I am trying to solve this old qual problem:
Suppose $\{u_n\}_{n=1}^\infty$ is a sequence of functions harmonic on an open set $U \subset \mathbb{C}$ and uniformly bounded by 1. Suppose there is a function $u : U \to \mathbb{R}$ such that $u_n \to u$ pointwise. Show $u$ is harmonic on $U$.
I would like to solve this using only elementary complex analysis. My idea is this:
Pick a point $z \in U$ and a disk $D_r(z) \subset U$. Since the disk is simply connected, each $u_n$ is the real part of some holomorphic $f_n$. Now, we would like to show that $f_n$ converges uniformly on compact subsets...
I haven't gotten any further than this.
Will this approach work? Other ideas which use complex analysis are appreciated.

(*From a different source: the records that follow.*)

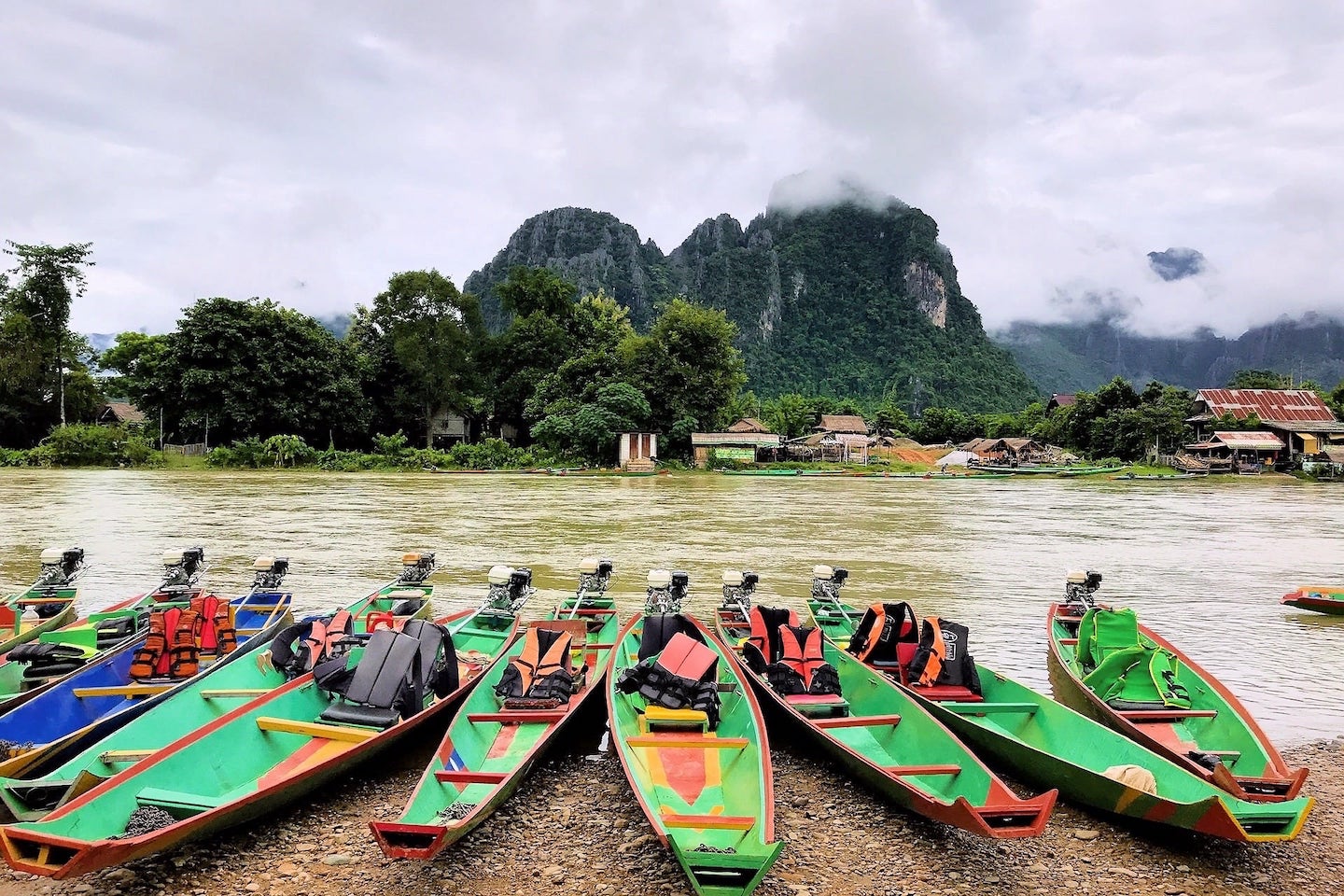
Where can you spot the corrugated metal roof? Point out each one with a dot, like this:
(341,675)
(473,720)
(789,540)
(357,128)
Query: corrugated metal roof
(1250,441)
(1281,406)
(843,424)
(749,440)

As you indicate, we can assume that $U$ is a disk, since being harmonic is a local property, and so there exists a sequence of holomorphic functions $f_n$ with $u_n = \Re f_n$. In order to elevate pointwise convergence to locally uniform convergence you need something like boundedness, and one common trick to pass from a bounded real part to a bounded function is to exponentiate, i.e., consider $g_n = \exp f_n$. Then $(g_n)$ is a sequence of holomorphic functions with $|g_n| = \exp u_n \le e$. By Montel's theorem every uniformly bounded sequence of holomorphic functions is normal, i.e., there exists a locally uniformly convergent subsequence $g_{n_k} \to g$, where $g$ is holomorphic. Then $|g_{n_k}| = \exp u_n \to \exp u$ pointwise, so $|g| = \exp u$, and $u = \log |g|$ is harmonic.